As of the first of the year, people caught driving without proof of insurance could be ticketed and fined up to $1,000. Ticketed drivers could reduce that fine to $100 by buying car insurance before their Justice Court date.
Lauderdale County Justice Clerk Darlene Mayo said the new law is making a difference.
Mayo said drivers also have to clear older outstanding fines before being allowed to buy car insurance.
In some East Mississippi counties, this has meant a significant increase in the amount of fines collected in February.
There is an increase in fine collections in Lauderdale County Justice Court, too, although Mayo could not attribute it directly to the new law. In February of 2001, $105,233 was collected, as compared to $88,437 during the same month last year.

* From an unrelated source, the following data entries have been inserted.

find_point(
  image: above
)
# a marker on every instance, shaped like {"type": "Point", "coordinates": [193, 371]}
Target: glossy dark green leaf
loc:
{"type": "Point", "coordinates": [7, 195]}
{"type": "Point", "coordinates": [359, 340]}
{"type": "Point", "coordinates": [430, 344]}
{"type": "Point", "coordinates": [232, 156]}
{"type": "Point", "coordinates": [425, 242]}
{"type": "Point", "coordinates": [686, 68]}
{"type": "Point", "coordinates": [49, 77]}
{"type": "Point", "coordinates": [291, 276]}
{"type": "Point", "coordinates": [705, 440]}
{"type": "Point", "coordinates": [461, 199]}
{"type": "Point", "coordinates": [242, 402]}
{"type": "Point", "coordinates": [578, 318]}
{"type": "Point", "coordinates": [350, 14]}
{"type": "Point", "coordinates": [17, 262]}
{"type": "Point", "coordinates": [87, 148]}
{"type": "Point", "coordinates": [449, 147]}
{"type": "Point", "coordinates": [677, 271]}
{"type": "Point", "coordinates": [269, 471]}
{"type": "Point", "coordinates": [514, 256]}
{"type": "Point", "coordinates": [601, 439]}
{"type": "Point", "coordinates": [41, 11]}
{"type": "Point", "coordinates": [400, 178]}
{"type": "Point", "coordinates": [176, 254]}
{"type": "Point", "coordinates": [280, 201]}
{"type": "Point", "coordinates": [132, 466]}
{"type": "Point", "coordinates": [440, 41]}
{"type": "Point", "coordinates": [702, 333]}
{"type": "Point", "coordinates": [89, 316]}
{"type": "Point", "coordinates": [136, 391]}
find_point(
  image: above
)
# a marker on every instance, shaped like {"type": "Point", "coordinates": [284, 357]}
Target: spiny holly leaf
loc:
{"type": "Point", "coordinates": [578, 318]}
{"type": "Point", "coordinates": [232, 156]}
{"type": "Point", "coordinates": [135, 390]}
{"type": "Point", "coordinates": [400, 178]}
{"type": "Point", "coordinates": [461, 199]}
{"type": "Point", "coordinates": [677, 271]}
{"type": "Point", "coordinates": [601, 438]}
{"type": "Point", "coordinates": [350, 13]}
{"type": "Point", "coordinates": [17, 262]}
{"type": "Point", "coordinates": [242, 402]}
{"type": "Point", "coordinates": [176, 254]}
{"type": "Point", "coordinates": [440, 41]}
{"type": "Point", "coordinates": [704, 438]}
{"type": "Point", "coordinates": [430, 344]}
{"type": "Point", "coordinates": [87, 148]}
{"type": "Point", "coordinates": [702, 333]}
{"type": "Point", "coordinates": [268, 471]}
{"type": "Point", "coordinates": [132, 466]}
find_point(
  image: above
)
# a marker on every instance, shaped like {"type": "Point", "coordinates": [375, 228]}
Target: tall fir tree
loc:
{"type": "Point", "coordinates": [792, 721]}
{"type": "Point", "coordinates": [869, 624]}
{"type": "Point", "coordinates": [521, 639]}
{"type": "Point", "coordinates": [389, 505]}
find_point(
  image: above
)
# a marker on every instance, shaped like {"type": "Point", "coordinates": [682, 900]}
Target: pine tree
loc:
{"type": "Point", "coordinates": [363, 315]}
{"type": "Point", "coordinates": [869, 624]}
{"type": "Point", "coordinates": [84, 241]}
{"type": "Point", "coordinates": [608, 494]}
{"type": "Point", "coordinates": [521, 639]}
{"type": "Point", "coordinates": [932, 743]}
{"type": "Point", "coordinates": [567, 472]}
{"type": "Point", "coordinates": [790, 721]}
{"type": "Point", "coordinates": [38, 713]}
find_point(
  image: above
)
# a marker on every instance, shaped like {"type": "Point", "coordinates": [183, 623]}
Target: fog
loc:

In Kemper County, the difference since the law went into effect has been noticeable.
Windham and Deputy Clerk Lillian Mitchell normally send notices out to try and collect delinquent fines, but in October, people began coming in voluntarily to pay them.
The oldest delinquent fines she has collected date back to 1982. She said most are fines for speeding, but fines for driving without a license and not having a car tag are also common.
She and Mitchell collected $16,795 in old fines last month up from $12,334 this time last year.
Neshoba County's fine payments almost doubled in February as compared to the previous year, according to Justice Court Deputy Clerk Kim Hardin. Last month, $60,801 was collected as opposed to $36,418 in February 2000.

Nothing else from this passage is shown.